DFCI Zakim Center

Spotlight: Ramel Rones, Tai Chi Master and Mind/Body Instructor

29 Mar, 2022

Veteran Tai Chi and Qigong Instructor Provides Complementary Care at Zakim Center

Qigong, meditation, and Tai Chi instructor Ramel Rones’ main goal for his courses at the Leonard P. Zakim Center for Integrative Therapies and Healthy Living is to empower patients and their families. “Through Qigong, I give patients the tools to deal with their symptoms,” he says.

He has been teaching these practices at Dana-Farber for almost two decades, offering courses to patients, their families, and staff. “My patient students range from just diagnosed to those in treatment, and to, finally, survivors. They can all benefit at every stage of the cancer journey.”

Rones says that Qigong, Tai Chi, and meditation may help manage treatment symptoms like frozen shoulders, chronic pain, joint pain, lower back pain, migraines and osteoporosis.

“When I started, this was all called alternative care, but that has changed to integrative, which I think is more suitable,” he says. His courses are part of a wide-ranging curriculum of passive and active therapies the Zakim Center offers, which include massage and acupuncture.

Now almost 60, Rones was exposed to the benefits of Tai Chi as a teenager in Israel. He was very active in track and field, but dealt with continuous neck and back pain, along with recurring sinus infections and digestive issues. After a gauntlet of physicians couldn’t identify the causes of these symptoms, Rones’ mother took him to an acupuncture specialist.

“In the 70s, there was no focus on flexibility. Yoga wasn’t popular in the west. Nobody could identify my issue,” he says. “This guy laid me down on a table and attempted to push my knees up to my chest and they barely reached halfway. He immediately said, ‘Ah, here’s problem.’”

The specialist began working on Rones’ flexibility and referred him to a friend who taught Kung Fu, Qigong and Tai Chi. Rones fell in love immediately, and after a few years of practicing in Israel he moved to Boston to study under Kung Fu, Qigong and Tai Chi master, Dr. Yang Jwing-Ming.

Rones admits that he wasn’t initially interested in the Tai Chi and Qigong's healing practices. “I was young when I started practicing,” he says. “I wasn’t so interested in the slow stuff. I wanted to learn Kung Fu and how to fight—Bruce Lee was very popular at the time. My teacher’s trick was that he would promise to teach me that stuff, but only if we meditated for 45 minutes before and after.”

With a rigorous 6-day training schedule, Rones became a successful fighter and even won competitions in China, but he’d soon learn there was more to the ancient practices. “One day my teacher told me, ‘Listen, if you want to fight well, you will have to learn how to heal,’” he says.
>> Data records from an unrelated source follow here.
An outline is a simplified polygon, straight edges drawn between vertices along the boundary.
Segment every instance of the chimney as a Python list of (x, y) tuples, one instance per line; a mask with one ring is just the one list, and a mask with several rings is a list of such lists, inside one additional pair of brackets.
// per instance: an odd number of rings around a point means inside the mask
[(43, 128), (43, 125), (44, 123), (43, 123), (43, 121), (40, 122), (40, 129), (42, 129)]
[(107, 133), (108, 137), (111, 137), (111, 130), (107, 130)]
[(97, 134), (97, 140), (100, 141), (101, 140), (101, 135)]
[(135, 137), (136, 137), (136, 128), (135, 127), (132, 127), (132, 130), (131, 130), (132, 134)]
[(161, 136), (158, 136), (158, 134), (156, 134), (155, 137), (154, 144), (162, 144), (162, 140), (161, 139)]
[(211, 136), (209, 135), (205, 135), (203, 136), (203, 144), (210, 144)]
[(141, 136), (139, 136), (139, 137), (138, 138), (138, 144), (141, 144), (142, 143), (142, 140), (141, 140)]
That conversation set Rones on a new path. As he learned of the healing properties of Tai Chi and Qigong, he began teaching it himself. After publishing two Qigong/Tai Chi book series on the subject, Sunrise and Sunset Tai Chi, Rones began teaching classes at Dana-Farber, and other medical institutions in the area.

His courses at the Zakim Center are comprehensive. “I call Tai Chi and Qigong 'sophisticated exercise'—you are still getting exercise in the same way you do when you do western exercise, but you also integrate a focus on the breath, and on the mind,” he explains.
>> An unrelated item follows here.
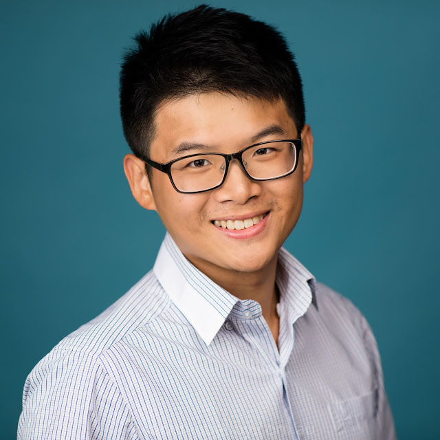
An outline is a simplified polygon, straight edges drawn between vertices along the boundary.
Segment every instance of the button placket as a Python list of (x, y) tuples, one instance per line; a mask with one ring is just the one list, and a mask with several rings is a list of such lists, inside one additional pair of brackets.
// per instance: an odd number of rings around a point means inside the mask
[(226, 321), (226, 322), (225, 323), (225, 329), (230, 331), (231, 330), (234, 329), (234, 325), (230, 321)]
Along with physical well-being, Rones uses his teachings to promote mental and spiritual health. This can help patients deal with the challenges of a daunting diagnosis or treatment plan. “Positive thinking and getting in touch with your spirituality can be incredibly helpful in a medical situation,” Rones explains.
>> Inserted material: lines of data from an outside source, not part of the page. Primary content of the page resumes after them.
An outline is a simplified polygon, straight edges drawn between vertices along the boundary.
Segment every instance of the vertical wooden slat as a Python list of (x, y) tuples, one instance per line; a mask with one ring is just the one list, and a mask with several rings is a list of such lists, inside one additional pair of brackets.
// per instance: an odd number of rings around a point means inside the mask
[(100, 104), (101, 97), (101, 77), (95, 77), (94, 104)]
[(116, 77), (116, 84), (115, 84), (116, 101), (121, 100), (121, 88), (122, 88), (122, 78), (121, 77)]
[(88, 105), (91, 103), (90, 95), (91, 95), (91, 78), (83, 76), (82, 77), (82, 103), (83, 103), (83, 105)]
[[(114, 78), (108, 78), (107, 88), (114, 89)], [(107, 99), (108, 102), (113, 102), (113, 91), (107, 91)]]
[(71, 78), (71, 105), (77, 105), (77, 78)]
Rones says Tai Chi, Qigong, and meditation can also benefit staff and faculty at Dana-Farber. “Many of us sit at our computers all day which can be detrimental to our posture. The first obvious benefit of practicing Tai Chi and Qigong regularly for staff is improving flexibility and strength to correct those issues,” he says.

But the mental and spiritual benefits can also be helpful. “My courses can help with the daily stressors in our work,” he explains. “The ability to calm your mind and reduce stress—or as I like to say, ‘Be more Zen’—will help you deal with outside forces in a more effective way and make better decisions.”

Rones teaches 45-minutes courses to patients, family, and staff through the Zakim Center three times a week—Monday, Wednesday, and Friday—via Zoom.